# Move to Greymouth



## Danaudio

Hello,

My wife and I, both in our mid-50's, have an opportunity to move to Greymouth. I have a guaranteed 3 year position, and she can continue to work remotely. Would appreciate any general thoughts and ideas on the area, lifestyle, etc. We are not averse to living in a rural area as we do so now.
We will be visiting next week to make a final decision, and any insights would be appreciated.


----------



## Kimbella

Danaudio said:


> Hello,
> 
> My wife and I, both in our mid-50's, have an opportunity to move to Greymouth. I have a guaranteed 3 year position, and she can continue to work remotely. Would appreciate any general thoughts and ideas on the area, lifestyle, etc. We are not averse to living in a rural area as we do so now.
> We will be visiting next week to make a final decision, and any insights would be appreciated.

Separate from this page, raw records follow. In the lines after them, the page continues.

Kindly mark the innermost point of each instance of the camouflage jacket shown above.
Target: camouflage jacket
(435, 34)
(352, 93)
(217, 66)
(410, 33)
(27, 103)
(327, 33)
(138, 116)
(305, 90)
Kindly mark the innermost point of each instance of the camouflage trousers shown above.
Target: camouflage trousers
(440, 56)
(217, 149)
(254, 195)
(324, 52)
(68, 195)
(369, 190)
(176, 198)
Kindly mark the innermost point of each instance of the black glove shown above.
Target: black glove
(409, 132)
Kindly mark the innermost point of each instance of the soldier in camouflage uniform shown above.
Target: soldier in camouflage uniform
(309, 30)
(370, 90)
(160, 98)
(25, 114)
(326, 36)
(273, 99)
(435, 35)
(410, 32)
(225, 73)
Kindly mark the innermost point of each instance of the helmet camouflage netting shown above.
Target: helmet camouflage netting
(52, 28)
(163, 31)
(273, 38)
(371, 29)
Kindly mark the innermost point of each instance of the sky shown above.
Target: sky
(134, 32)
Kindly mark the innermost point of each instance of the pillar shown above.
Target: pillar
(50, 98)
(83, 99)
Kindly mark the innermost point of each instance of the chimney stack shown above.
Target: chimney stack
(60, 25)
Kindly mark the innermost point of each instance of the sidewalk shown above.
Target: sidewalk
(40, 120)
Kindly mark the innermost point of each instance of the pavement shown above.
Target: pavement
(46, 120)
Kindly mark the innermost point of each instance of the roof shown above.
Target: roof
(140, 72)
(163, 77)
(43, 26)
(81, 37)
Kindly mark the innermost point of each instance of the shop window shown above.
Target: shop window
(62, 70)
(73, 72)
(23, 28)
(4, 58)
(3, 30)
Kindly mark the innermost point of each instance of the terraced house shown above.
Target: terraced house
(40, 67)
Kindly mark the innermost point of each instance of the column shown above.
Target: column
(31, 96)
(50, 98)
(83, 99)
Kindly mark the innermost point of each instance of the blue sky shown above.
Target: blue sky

Well, it is known locally here in Christchurch for pitching itself to retirees as a good place to relocate (because housing is so much cheaper there). I've been there a few times, we head to the West Coast for caving trips a few times a year (Charleston)--awesome glow worm caving there! We go up and down from Westport to Greymouth as there are a number of very beautiful things to see. I don't know that there is anything particularly special about Greymouth itself to get excited about (sorry), in fact, for me anyway, the West Coast townships are sort of all the same--smallish and mostly quiet. And, you won't need to really decide on rural, because most of that area up and down the coast is generally pretty small and rural compared to coastal areas of the US anyway. However, I doubt very much that you'll simply stick to Greymouth, though, as there really are wonderful drives to be had in that area. Like all of NZ, it is stunningly beautiful in its own way. In particular, the West Coast is *extremely* dense with native bush because of the incredible amounts of rain it gets, and its mostly dramatic mountainscapes, interspersed with land that's been cleared for farming. The West Coast is THE wettest area in the country, and you will certainly note that from both the way the terrain looks (constantly green, densely packed with wild flora), and how the terrain responds (landslides, waterfalls, power outages). However, as most of this area is basically low population, I think you'll find (hopefully) that if you make it your business to get out to the "pubs" and "clubs" to mingle, the locals are going to be very helpful. You'll find that kiwis aren't "warm and fuzzy" like Americans, especially West Coasters--they especially pride themselves on surviving in a not always hospitable environment, and embrace the quirky eccentricities that come with being so cut off from the bulk of the nations population. Which means, while you might not get a lot of warm, nurturing commiserating on how you're transitioning international lifestyles, you *will* get plenty of practical advice and, hopefully, help, when the time comes. You need to know ahead of time, though, that you need to be the initiator to get some supportive friendly networks up and rolling. Invite people for coffees, beers, bbq's... join the local lawn bowls, darts, or quiz night clubs... stuff like that.
I personally think the West Coast is gorgeous, as do most kiwis, but don't know if I could handle all the rain they get (I'm originally from California, not really known for months of rain); also the small population would probably drive me batty. But, if you're in shape, and appreciate some adventures, there is plenty to do in the general area you'll be in. 
Great Coast Road & Punakaiki | The West Coast New Zealand

One thing that is always odd to me is the smell of coal in the air in winter, as up and down the West Coast are coal mines, and you'll drive along the highway and see coal veins right in the cliff walls... I'd never seen a piece of coal in real life until I moved here... and the smell of it burning is pretty gross (imo). Make sure that you do your due diligence in finding very good accommodation, in terms of insulation and weatherization, to help keep the mold and mildew at a minimum. 
Good luck on your visit!


----------



## inhamilton

Low, static population. Remote. High rainfall. Very rural. Forests and mines. Low cost housing. Friendly and community driven if you want to join in. A good chance the neighbours will bring you a cake when you move in. Whether you like it depends on the lifestyle you are after. Ideal for a quieter, safe environment. Because of this, many of the younger people move to the cities, especially Christchurch. Enjoy your visit.


----------